During much of the 1800s, tsars moved back and forth between reform and repression. In mid-century, the tsar Alexander II moved toward reform, but his death at the hands of an assassin led to a return to repression.
Alexander II came to the throne during the Crimean War. The war had broken out after Russia tried to seize Ottoman lands along the Danube River. Britain, France, and Sardinia stepped in to help the Ottomans by sending armies into the Russian Crimea, a peninsula that juts into the Black Sea.
The war, which ended in a Russian defeat, revealed the country's backwardness. Russia had only a few miles of railroads, and the military bureaucracy was hopelessly inefficient.
Russia's defeat in the Crimean War triggered widespread calls for change. Russian liberals demanded changes, and students demonstrated, seeking reform. Pressed from all sides, Alexander II finally agreed to reforms. In 1861, he issued a royal decree that required emancipation, or freeing, of the serfs.
Freedom brought problems. Former serfs had to buy the land they had worked, but many were too poor to do so. Also, the lands allotted to peasants were often too small to farm efficiently or to support a family. Peasants remained poor, and discontent festered.
Still, emancipation was a turning point. Many peasants moved to the cities, taking jobs in factories and building Russian industries. Equally important, freeing the serfs boosted the drive for further reform.
Along with emancipation, Alexander II set up a system of local government. Elected assemblies, called zemstvos, were made responsible for matters such as road repair, schools, and agriculture. Through this system, Russians gained some experience of self-government at the local level.
The tsar also introduced legal reforms such as trial by jury. He eased censorship and tried to reform the military. A soldier's term of service was reduced from 25 years to 15, and brutal discipline was limited. Alexander also encouraged the growth of industry in Russia.
Alexander's reforms failed to satisfy many Russians. Peasants had freedom but not land. Liberals wanted a constitution and an elected legislature. Radicals, who had adopted socialist ideas from the West, demanded even more revolutionary changes. The tsar, meanwhile, moved away from reform and toward repression.
The 1881 assassination of Alexander II prompted further repression by his son and successor, Alexander III.
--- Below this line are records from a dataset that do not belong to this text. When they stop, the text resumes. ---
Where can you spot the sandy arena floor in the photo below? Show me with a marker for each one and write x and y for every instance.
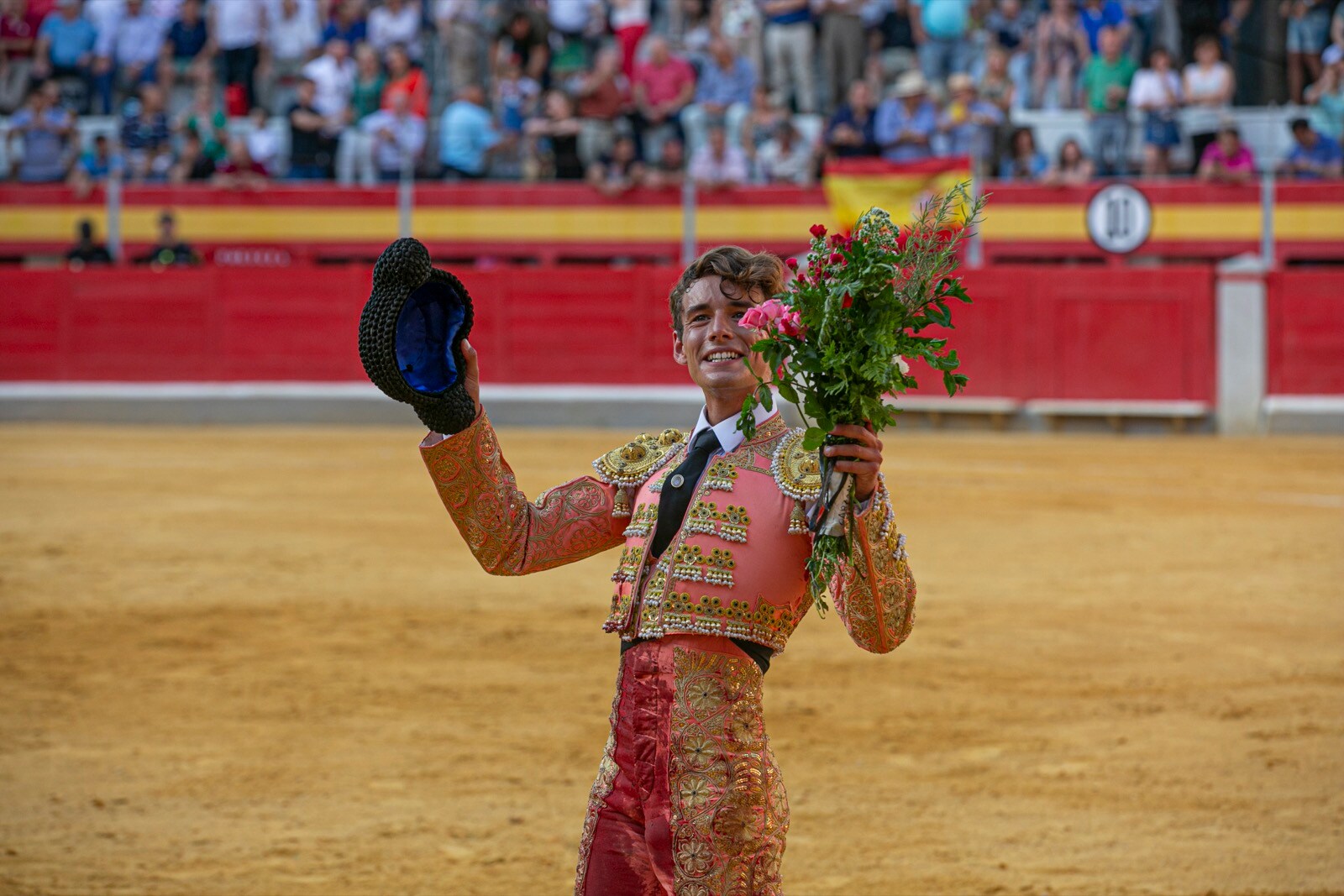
(260, 661)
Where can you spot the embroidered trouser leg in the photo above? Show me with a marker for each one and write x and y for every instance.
(687, 799)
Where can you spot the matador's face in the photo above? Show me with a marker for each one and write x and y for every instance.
(714, 345)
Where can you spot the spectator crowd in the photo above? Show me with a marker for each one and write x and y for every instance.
(625, 93)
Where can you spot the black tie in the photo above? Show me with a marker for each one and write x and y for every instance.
(679, 488)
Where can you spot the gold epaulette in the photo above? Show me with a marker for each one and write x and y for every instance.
(632, 464)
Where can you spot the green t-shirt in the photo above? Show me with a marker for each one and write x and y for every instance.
(1100, 74)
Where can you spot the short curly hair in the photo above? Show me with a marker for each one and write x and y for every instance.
(745, 270)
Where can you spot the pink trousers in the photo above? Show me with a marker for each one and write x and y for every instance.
(687, 799)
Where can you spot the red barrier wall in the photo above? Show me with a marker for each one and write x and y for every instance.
(1305, 335)
(1034, 332)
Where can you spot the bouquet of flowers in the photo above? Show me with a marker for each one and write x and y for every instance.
(840, 340)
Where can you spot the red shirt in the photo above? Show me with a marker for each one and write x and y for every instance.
(665, 83)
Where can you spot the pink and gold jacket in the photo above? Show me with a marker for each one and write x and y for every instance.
(736, 569)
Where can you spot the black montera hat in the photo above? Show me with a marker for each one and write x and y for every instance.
(410, 336)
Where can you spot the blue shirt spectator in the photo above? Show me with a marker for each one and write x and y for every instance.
(467, 134)
(69, 38)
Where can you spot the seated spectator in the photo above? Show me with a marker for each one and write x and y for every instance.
(18, 39)
(1073, 167)
(663, 85)
(347, 23)
(262, 143)
(968, 123)
(46, 130)
(168, 250)
(1226, 160)
(555, 134)
(145, 137)
(620, 170)
(65, 47)
(402, 76)
(905, 123)
(186, 49)
(723, 93)
(398, 139)
(192, 164)
(718, 164)
(239, 170)
(1023, 161)
(1156, 92)
(293, 35)
(786, 159)
(94, 167)
(311, 141)
(1061, 53)
(1327, 96)
(850, 134)
(127, 53)
(1314, 157)
(467, 134)
(87, 250)
(396, 23)
(669, 170)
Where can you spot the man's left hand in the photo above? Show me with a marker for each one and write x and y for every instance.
(864, 458)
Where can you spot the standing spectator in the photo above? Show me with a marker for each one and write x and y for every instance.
(1061, 53)
(788, 53)
(347, 23)
(292, 38)
(398, 139)
(843, 47)
(396, 22)
(723, 94)
(127, 51)
(1308, 34)
(629, 20)
(942, 36)
(558, 130)
(235, 29)
(46, 130)
(850, 134)
(145, 136)
(968, 123)
(663, 86)
(1106, 87)
(618, 172)
(786, 159)
(186, 53)
(18, 36)
(905, 123)
(1023, 161)
(467, 134)
(718, 164)
(1072, 168)
(463, 35)
(1207, 86)
(65, 47)
(1156, 93)
(1226, 160)
(311, 145)
(1327, 96)
(1099, 15)
(402, 76)
(1315, 156)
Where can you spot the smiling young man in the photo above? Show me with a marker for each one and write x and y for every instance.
(709, 587)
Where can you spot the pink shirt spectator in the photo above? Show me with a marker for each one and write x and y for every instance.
(664, 83)
(1241, 161)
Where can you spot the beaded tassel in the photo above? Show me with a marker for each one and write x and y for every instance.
(797, 519)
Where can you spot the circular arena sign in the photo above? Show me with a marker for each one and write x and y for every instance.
(1119, 217)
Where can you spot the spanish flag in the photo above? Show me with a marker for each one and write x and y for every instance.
(853, 186)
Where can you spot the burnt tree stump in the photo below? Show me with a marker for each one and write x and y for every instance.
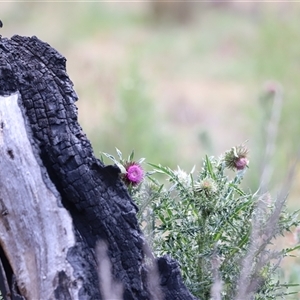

In the 1870s, some socialists went to live and work among peasants, preaching reform and revolution. They had little success. The peasants scarcely understood them and sometimes turned them over to the police.
The failure of this movement, combined with renewed government repression, sparked anger among radicals, leading some to embrace violence. On March 13, 1881, terrorists assassinated Alexander II.
Alexander III responded to his father's assassination by returning to repression. To wipe out liberals and revolutionaries, he increased the power of the secret police, restored strict censorship, and exiled critics to Siberia.
The tsar also launched a program of Russification aimed at suppressing the cultures of non-Russian peoples within the empire. Alexander insisted on one language, Russian, and one church, the Russian Orthodox Church. Poles, Ukrainians, Finns, Armenians, Muslims, Jews, and many others suffered persecution.
Russia had acquired a large Jewish population when it carved up Poland and expanded into Ukraine. Under Alexander III, the persecution of Russia's Jewish population increased.